Michal Lamdani

Personal information
- Native name: מיכל למדני
- Full name: Michal Lamdani-Cohen
- Nationality: Israeli
- Born: December 5, 1944 (age 81)
- Height: 5 ft 7.5 in (171 cm)
- Weight: 141 lb (64 kg)

Sport
- Sport: Track & field
- Event: High jump

Achievements and titles
- National finals: Israeli national high jump champion (1960-66, 1968)

= Michal Lamdani =

Michal Lamdani (מיכל למדני; born December 5, 1944), also Michal Lamdani-Cohen, is an Israeli former Olympic high jumper, eight-time Israeli champion, and former Maccabiah Games gold medal winner.
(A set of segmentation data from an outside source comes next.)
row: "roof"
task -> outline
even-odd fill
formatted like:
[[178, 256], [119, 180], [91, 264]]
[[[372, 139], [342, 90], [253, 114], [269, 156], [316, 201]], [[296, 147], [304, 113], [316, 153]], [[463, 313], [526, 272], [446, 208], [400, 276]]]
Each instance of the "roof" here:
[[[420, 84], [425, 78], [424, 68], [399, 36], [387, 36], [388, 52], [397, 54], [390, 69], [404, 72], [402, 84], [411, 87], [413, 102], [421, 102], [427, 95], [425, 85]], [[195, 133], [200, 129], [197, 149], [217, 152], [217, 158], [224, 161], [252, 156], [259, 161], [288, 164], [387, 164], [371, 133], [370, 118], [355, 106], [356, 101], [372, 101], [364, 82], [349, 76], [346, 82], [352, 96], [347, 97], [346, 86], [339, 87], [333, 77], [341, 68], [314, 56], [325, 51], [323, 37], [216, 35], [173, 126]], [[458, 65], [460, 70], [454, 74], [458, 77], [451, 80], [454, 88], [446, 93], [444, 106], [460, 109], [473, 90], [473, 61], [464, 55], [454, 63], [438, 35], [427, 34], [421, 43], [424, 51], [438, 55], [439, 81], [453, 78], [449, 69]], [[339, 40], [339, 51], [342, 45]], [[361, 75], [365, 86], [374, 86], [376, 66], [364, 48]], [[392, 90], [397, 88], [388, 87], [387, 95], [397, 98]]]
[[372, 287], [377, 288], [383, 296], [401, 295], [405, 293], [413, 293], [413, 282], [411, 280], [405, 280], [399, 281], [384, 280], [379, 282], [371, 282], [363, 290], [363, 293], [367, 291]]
She was born in Israel, and is Jewish.

==High jumping career==
Lamdani was the Israeli Women's high jump champion in 1960–66, and in 1968 (as Michal Cohen), with a best jump of 3.65 metres.

Lamdani competed for Israel at the 1964 Summer Olympics in Tokyo, Japan, at the age of 19. In the Women's High Jump she tied for 19th out of 26 competitors, with a best height cleared of 1.65 metres. When she competed in the Olympics, she was 5 ft 7.5 in tall and weighed 141 lb.

She competed for Israel at the 1965 Maccabiah Games, winning a gold medal in the high jump.